Going through some old papers the other day I came across a graphic I’d cut out of a newspaper back in 1999. It was a map of Turkey with the results of that year’s parliamentary election showing regional distribution of seats for all political parties. I’m attaching a more recent version in the interests of readability.
Five parties won seats in that election, and three independents.

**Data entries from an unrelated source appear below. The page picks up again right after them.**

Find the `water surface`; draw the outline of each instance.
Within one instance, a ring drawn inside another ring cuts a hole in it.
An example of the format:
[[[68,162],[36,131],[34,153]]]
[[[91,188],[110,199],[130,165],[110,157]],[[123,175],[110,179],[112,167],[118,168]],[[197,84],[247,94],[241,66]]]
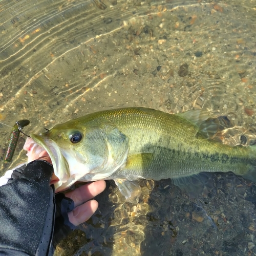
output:
[[[223,142],[255,139],[256,1],[0,2],[0,120],[27,133],[96,111],[146,106],[228,115]],[[3,157],[10,128],[2,124]],[[13,163],[26,160],[20,138]],[[255,255],[255,186],[232,174],[195,193],[142,181],[137,204],[113,182],[56,255]]]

The largest share went to the 74 year-old Bülent Ecevit, whose Democratic Left Party (DSP) won 22% of the vote, and formed a coalition government with Devlet Bahçeli’s Nationalist Movement Party (MHP – 18%) and Mesut Yılmaz’s Motherland Party (ANAP – 13%).
It was a measure of the people’s desperation in the face of 100% annual inflation and ongoing war in the southeast, that they brought back Ecevit – who had last served as Prime Minister 20 years before – and relegated the three parties most recently governing the country to the role of minor players.

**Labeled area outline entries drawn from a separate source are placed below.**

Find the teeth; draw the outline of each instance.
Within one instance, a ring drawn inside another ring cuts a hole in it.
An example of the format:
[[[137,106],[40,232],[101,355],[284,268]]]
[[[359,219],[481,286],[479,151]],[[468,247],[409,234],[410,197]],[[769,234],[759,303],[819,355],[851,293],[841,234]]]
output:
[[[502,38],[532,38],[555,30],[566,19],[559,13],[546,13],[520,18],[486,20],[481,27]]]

- The Republican People’s Party, these days the most vociferous critics of the present government, failed to pass the 10% threshold and won no representation.

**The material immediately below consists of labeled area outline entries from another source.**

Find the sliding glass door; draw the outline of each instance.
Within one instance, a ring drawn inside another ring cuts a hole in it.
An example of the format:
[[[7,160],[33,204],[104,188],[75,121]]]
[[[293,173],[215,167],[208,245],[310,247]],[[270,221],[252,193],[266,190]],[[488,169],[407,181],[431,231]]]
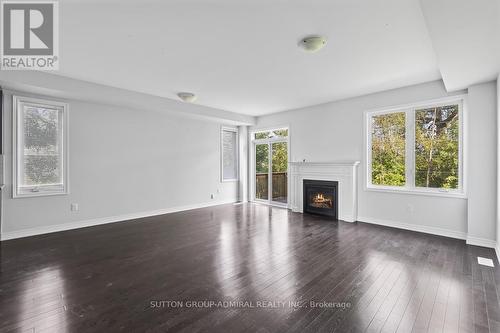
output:
[[[255,145],[255,199],[269,199],[269,144]]]
[[[254,133],[255,200],[288,203],[288,130]]]

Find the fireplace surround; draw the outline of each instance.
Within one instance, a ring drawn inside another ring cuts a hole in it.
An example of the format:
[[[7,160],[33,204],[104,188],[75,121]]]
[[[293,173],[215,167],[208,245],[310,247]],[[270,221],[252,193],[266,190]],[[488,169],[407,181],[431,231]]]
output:
[[[290,162],[290,208],[293,212],[304,212],[304,180],[336,181],[337,217],[345,222],[354,222],[358,217],[359,161],[334,162]]]
[[[338,219],[338,182],[303,180],[303,212]]]

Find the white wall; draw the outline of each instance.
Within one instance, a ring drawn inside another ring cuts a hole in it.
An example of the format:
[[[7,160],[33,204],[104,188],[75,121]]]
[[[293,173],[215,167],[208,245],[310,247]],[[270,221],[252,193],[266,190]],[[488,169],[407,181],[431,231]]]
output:
[[[468,89],[467,242],[475,245],[496,240],[496,89],[494,81]]]
[[[466,199],[381,193],[364,187],[364,111],[448,95],[441,81],[430,82],[260,117],[252,129],[288,124],[291,161],[362,161],[358,188],[359,220],[465,238]],[[474,175],[470,175],[469,180],[474,181]]]
[[[3,238],[237,200],[238,183],[220,182],[220,124],[74,100],[69,101],[70,194],[12,199],[11,100],[5,94]],[[80,210],[71,212],[71,203]]]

- The Kurdish Party (HADEP) also failed to pass the threshold – which is possibly an argument for lowering the bar to 5%.
- The western parts of the country, currently committed CHP supporters, in 1999 were firmly behind Ecevit’s DSP.
- The Islamic Virtue Party (FP – 15%) had re-emerged under yet another new name after being repeatedly closed down and banned by the secular establishment.
- Conspicuous by its absence is the Justice and Development Party (AKP) – which came into existence in 2002 as a result of voter disillusionment with the ongoing parliamentary shenanigans – and has now provided by far the country’s longest continuous period of stability since the death of Mustafa Kemal Atatürk.